Mes réflexions m’avaient détachée temporairement de la réalité. Entravée, je n’apercevais plus mes tortionnaires. À ce que j’entendais, ils s’impatientaient.

— On va attendre combien de temps ?

— Ça fait déjà vingt minutes !

— Ne devraient-ils pas être là depuis longtemps ?

— On va se faire repérer !

— Ne dramatisez pas. La tempête nous protège et nous rend invisibles.

— Justement, marre de ces rafales !

Nous grelottions toutes sous la pluie. Mes compagnes tournaient le dos aux éléments en furie. Les pans de leurs manteaux fouettaient leurs jambes nues et leurs capuches menaçaient de se retourner. La pluie clapotait par vague contre la bâche qui me recouvrait. Posée à même le sol, ma civière prenait l’eau et moi avec.

— C’est cette maudite tempête ! Un arbre a dû tomber et leur a barré le chemin.

— Dans ce cas, nous aussi nous risquons d’en recevoir un sur la tête ! Il faut vite sortir de là.

— Si on débarque en ville, on va se faire repérer.

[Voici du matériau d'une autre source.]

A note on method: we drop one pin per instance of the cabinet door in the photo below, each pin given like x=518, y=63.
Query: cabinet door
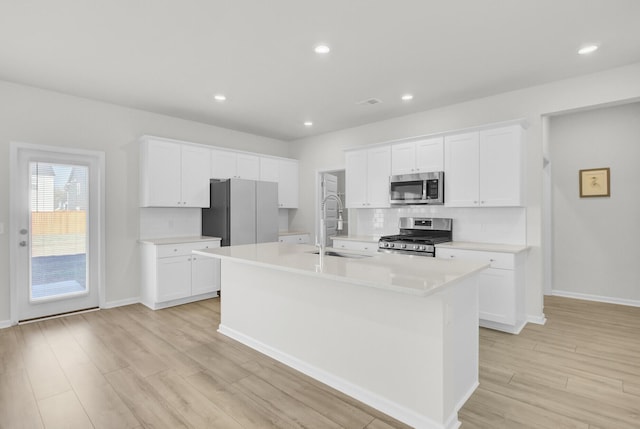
x=403, y=158
x=356, y=178
x=378, y=172
x=160, y=174
x=288, y=187
x=248, y=166
x=223, y=164
x=501, y=167
x=205, y=274
x=429, y=155
x=362, y=246
x=174, y=278
x=269, y=169
x=196, y=170
x=461, y=170
x=497, y=296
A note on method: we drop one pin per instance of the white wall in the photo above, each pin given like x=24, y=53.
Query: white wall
x=325, y=151
x=35, y=116
x=595, y=250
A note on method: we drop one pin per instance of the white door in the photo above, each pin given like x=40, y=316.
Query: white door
x=356, y=178
x=378, y=172
x=330, y=187
x=56, y=231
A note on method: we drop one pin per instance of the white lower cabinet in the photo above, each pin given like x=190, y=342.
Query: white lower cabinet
x=362, y=246
x=501, y=287
x=173, y=275
x=294, y=238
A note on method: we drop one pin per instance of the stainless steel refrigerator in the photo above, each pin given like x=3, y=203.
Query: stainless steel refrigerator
x=242, y=212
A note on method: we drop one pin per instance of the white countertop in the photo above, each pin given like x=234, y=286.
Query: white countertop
x=486, y=247
x=367, y=238
x=178, y=240
x=415, y=275
x=282, y=233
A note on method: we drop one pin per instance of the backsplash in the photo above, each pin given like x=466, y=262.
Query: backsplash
x=505, y=225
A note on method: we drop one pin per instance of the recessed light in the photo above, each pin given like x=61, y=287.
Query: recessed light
x=322, y=49
x=587, y=49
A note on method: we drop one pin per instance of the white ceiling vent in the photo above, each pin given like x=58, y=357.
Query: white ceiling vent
x=370, y=101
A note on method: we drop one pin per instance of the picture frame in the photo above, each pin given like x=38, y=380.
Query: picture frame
x=595, y=182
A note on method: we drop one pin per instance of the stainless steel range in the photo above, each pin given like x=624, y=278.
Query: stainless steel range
x=418, y=236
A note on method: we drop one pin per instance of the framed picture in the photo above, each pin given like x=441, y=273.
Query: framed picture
x=594, y=183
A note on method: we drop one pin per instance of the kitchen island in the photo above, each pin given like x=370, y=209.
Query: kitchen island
x=397, y=332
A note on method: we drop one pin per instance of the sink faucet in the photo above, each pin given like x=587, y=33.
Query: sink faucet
x=323, y=214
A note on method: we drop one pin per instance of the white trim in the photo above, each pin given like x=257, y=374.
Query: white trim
x=538, y=320
x=14, y=203
x=57, y=316
x=510, y=329
x=388, y=407
x=179, y=301
x=147, y=137
x=597, y=298
x=120, y=302
x=521, y=121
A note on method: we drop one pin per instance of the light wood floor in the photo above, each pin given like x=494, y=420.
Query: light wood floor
x=131, y=367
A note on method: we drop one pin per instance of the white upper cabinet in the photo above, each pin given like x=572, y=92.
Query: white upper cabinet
x=173, y=174
x=269, y=169
x=288, y=187
x=285, y=173
x=223, y=164
x=177, y=174
x=461, y=170
x=367, y=177
x=248, y=166
x=195, y=176
x=418, y=156
x=484, y=168
x=228, y=164
x=501, y=167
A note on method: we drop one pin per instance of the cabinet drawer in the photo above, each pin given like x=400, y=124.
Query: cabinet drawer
x=180, y=249
x=355, y=245
x=505, y=261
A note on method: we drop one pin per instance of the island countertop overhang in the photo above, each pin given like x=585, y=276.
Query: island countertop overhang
x=409, y=274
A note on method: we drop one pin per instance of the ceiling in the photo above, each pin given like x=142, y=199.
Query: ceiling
x=172, y=56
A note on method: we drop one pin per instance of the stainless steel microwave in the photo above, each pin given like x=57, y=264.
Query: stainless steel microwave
x=420, y=188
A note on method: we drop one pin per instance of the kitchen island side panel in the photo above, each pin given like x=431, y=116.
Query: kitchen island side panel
x=409, y=356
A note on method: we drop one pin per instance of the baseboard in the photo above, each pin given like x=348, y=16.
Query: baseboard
x=510, y=329
x=384, y=405
x=597, y=298
x=538, y=320
x=121, y=302
x=173, y=303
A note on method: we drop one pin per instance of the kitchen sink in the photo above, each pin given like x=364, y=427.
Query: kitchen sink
x=341, y=255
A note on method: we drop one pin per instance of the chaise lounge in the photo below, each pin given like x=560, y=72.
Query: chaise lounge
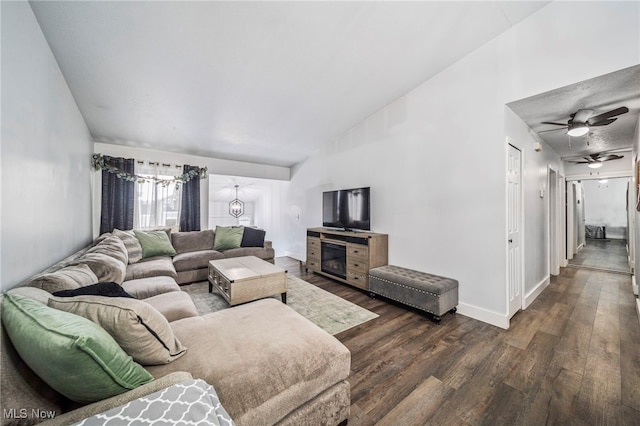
x=267, y=363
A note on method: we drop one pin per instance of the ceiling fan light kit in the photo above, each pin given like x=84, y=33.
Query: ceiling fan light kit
x=579, y=129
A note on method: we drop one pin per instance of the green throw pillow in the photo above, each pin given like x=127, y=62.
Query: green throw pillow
x=70, y=353
x=228, y=237
x=155, y=243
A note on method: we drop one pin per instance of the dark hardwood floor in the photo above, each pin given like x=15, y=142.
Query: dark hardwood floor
x=603, y=254
x=571, y=358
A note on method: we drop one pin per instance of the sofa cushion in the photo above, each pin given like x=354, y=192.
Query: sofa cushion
x=73, y=355
x=154, y=267
x=111, y=246
x=105, y=267
x=138, y=328
x=174, y=305
x=227, y=237
x=70, y=277
x=148, y=287
x=253, y=237
x=262, y=253
x=155, y=243
x=131, y=243
x=264, y=359
x=110, y=289
x=34, y=293
x=192, y=241
x=195, y=259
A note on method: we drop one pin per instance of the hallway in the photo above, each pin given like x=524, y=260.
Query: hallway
x=608, y=254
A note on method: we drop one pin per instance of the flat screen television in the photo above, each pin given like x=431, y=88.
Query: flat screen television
x=347, y=208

— Bon, écoutez ! Jules, tu restes ici. Nous on s’enfonce dans la forêt et on cherche un abri. Ensuite, on envoie quelqu’un te relever. Si les véhicules sont là, on avisera.

— Et s’ils ne viennent pas ?

— Ils viendront.

Cette fois, quatre porteurs me soulevaient. Nous suivîmes un étroit sentier serpentant en direction du nord-ouest. La marche était lente et les hommes cherchaient continuellement leur équilibre. Au bout d’une petite heure, nous rencontrâmes une demeure au beau milieu de géants centenaires. Nous nous dirigeâmes vers elle.

J’entendis quelqu’un frapper à la porte. Puis des voix, un râle. Nous entrâmes.